Un giovane residente ad Ascoli Piceno è stato denunciato dalla Polizia di Stato per detenzione illecita di armi bianche e di sostanze stupefacenti ai fini di spaccio. L’intervento è avvenuto nel pomeriggio del 24 luglio 2026, all’interno della sua abitazione, dopo che la madre aveva allertato la sala operativa della Questura, segnalando il comportamento preoccupante del figlio.

Gli agenti, giunti sul posto, hanno immediatamente percepito un forte odore di cannabis e hanno notato un atteggiamento particolarmente nervoso nel giovane, già noto alle forze dell’ordine.

La successiva perquisizione domiciliare ha portato al sequestro di un machete di circa 50 centimetri e di un pugnale con lama superiore ai 20 centimetri, entrambi occultati nella camera da letto. Inoltre, sono stati rinvenuti oltre 45 grammi di cannabis, conservati in vari contenitori, insieme a bustine contenenti residui della stessa sostanza. Il giovane è stato così denunciato a piede libero per i reati di detenzione illecita di armi bianche e di sostanze stupefacenti, ritenute destinate alla cessione a terzi.

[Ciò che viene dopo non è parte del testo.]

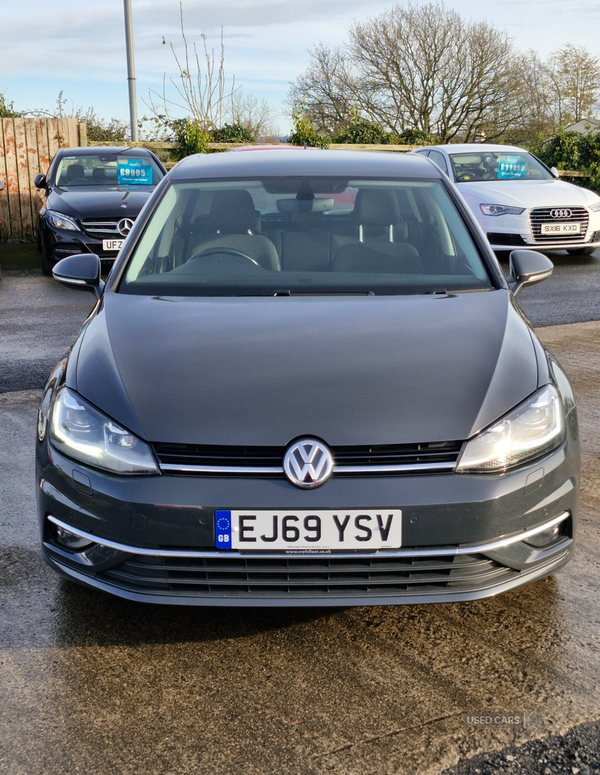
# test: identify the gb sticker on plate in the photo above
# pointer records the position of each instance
(223, 529)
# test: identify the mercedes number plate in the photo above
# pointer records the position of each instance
(112, 244)
(561, 228)
(309, 531)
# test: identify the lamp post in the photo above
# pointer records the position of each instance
(130, 71)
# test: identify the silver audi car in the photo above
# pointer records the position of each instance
(306, 381)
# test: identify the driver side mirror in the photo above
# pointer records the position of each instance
(80, 272)
(527, 267)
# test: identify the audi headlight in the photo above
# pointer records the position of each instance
(501, 210)
(85, 434)
(534, 428)
(60, 221)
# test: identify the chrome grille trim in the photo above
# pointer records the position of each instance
(277, 470)
(198, 459)
(540, 215)
(106, 226)
(449, 551)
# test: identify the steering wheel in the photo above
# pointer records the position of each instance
(224, 251)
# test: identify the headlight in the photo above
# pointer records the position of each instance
(501, 210)
(60, 221)
(85, 434)
(534, 428)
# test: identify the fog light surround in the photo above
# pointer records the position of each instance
(69, 540)
(546, 537)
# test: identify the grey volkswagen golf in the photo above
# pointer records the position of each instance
(306, 381)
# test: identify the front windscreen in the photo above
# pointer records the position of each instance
(509, 165)
(107, 170)
(304, 236)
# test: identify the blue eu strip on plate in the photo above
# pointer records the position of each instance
(223, 529)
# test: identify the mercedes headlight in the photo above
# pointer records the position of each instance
(501, 210)
(534, 428)
(60, 221)
(83, 433)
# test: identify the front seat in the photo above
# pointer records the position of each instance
(376, 213)
(234, 222)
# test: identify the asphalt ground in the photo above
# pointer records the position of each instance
(93, 684)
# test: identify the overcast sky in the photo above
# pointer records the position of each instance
(78, 46)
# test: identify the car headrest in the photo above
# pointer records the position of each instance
(75, 171)
(232, 212)
(375, 207)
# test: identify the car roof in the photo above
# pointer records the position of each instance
(476, 148)
(310, 162)
(272, 147)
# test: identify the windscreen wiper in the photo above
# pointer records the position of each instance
(323, 293)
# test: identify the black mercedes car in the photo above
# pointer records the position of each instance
(93, 196)
(306, 381)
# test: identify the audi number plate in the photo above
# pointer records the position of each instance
(561, 228)
(308, 531)
(112, 244)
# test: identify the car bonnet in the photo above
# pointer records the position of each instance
(349, 370)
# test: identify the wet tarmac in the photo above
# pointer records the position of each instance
(92, 684)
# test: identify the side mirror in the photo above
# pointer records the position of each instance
(80, 272)
(527, 267)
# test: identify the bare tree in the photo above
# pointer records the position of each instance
(255, 115)
(200, 89)
(575, 76)
(328, 90)
(417, 68)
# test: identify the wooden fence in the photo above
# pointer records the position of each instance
(27, 145)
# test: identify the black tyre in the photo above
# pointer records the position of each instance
(581, 251)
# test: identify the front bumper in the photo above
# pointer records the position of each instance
(508, 232)
(60, 244)
(153, 537)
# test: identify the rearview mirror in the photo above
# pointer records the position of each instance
(527, 267)
(80, 272)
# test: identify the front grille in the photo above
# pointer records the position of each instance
(541, 215)
(308, 576)
(431, 456)
(498, 238)
(104, 227)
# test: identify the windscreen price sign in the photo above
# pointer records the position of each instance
(511, 167)
(134, 172)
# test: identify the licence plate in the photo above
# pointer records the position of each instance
(112, 244)
(309, 531)
(561, 228)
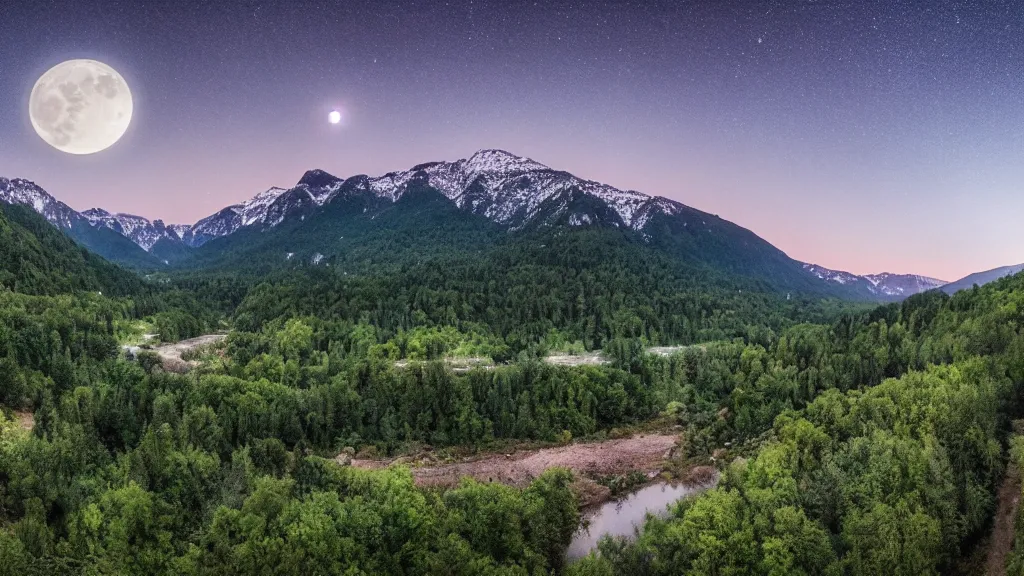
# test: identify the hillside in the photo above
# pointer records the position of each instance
(981, 278)
(37, 258)
(440, 210)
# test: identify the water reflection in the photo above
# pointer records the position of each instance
(621, 518)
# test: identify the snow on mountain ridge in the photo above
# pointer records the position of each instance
(885, 284)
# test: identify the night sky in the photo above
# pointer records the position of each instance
(862, 135)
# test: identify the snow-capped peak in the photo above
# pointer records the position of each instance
(887, 285)
(499, 161)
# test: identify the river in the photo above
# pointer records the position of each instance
(622, 518)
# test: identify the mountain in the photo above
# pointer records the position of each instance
(37, 258)
(885, 286)
(138, 230)
(104, 241)
(981, 278)
(469, 205)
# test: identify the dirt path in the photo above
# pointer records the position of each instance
(611, 457)
(171, 354)
(1001, 541)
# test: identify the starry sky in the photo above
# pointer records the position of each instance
(864, 135)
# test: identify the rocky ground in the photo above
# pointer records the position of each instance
(642, 452)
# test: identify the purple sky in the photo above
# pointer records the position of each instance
(865, 135)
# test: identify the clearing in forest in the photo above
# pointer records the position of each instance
(645, 453)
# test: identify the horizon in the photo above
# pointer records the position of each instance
(244, 199)
(850, 134)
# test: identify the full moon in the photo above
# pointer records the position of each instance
(81, 107)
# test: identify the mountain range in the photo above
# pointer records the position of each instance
(493, 194)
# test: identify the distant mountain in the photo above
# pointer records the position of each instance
(37, 258)
(105, 241)
(981, 278)
(437, 207)
(885, 286)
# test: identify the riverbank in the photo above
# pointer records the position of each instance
(645, 453)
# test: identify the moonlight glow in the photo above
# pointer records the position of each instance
(81, 107)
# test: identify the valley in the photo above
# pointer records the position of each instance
(487, 370)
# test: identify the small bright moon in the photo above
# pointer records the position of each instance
(81, 107)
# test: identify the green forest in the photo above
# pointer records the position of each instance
(860, 440)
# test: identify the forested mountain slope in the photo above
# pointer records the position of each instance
(461, 209)
(36, 258)
(885, 453)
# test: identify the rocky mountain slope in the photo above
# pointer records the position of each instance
(885, 286)
(493, 188)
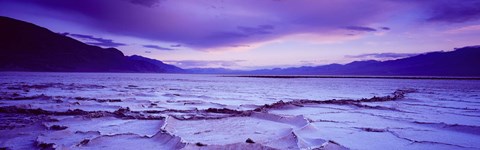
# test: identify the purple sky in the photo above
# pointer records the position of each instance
(250, 34)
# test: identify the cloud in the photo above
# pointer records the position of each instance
(382, 56)
(204, 24)
(176, 45)
(454, 11)
(205, 63)
(360, 28)
(158, 47)
(89, 39)
(261, 29)
(465, 29)
(385, 28)
(147, 3)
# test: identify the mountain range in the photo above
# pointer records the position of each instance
(28, 47)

Operazioni antidroga: arresto in fabbrica

Il territorio di Ascoli Piceno è stato recentemente teatro di un’altra operazione antidroga che ha portato all’arresto di un operaio cinquantenne.

L’uomo è stato colto in flagranza di reato dai Carabinieri della Compagnia di Ascoli Piceno, supportati dal Nucleo Investigativo provinciale, nella zona industriale della città. L’arresto è avvenuto al termine di un servizio di osservazione, durante il quale il dipendente è stato sorpreso a consegnare un involucro a un acquirente all’interno dello stabilimento in cui lavorava.

I Carabinieri hanno seguito il veicolo dell’acquirente, fermandolo poco dopo. Il conducente ha spontaneamente consegnato circa 5 grammi di cocaina, dichiarando di averli appena acquistati. I controlli successivi all’interno della fabbrica, condotti con la collaborazione dell’Unità Cinofila della Polizia Locale, hanno permesso di rinvenire nella postazione di lavoro dell’operaio altre sei dosi di cocaina già confezionate, un bilancino di precisione e materiale per il confezionamento.

In totale, sono stati sequestrati quasi 60 grammi di cocaina.

L’operaio, anch’egli già noto alle forze dell’ordine, è comparso davanti al giudice per le indagini preliminari del Tribunale di Ascoli Piceno. Il Gip ha convalidato l’arresto e ha disposto per l’uomo l’obbligo di dimora nel comune di residenza, con la prescrizione di permanere in casa durante le ore notturne. Le indagini su questo episodio proseguono per identificare eventuali altri soggetti coinvolti e per ulteriori sviluppi.

Il contrasto allo spaccio nel territorio ascolano

Questi recenti episodi sottolineano l’impegno costante delle forze dell’ordine, sia la Polizia di Stato che i Carabinieri, nella prevenzione e nel contrasto al fenomeno della detenzione e dello spaccio di sostanze stupefacenti nel territorio di Ascoli Piceno.

L’efficacia di tali interventi è spesso rafforzata dalla preziosa collaborazione dei cittadini, che, attraverso segnalazioni di situazioni sospette, contribuiscono attivamente alla sicurezza della comunità.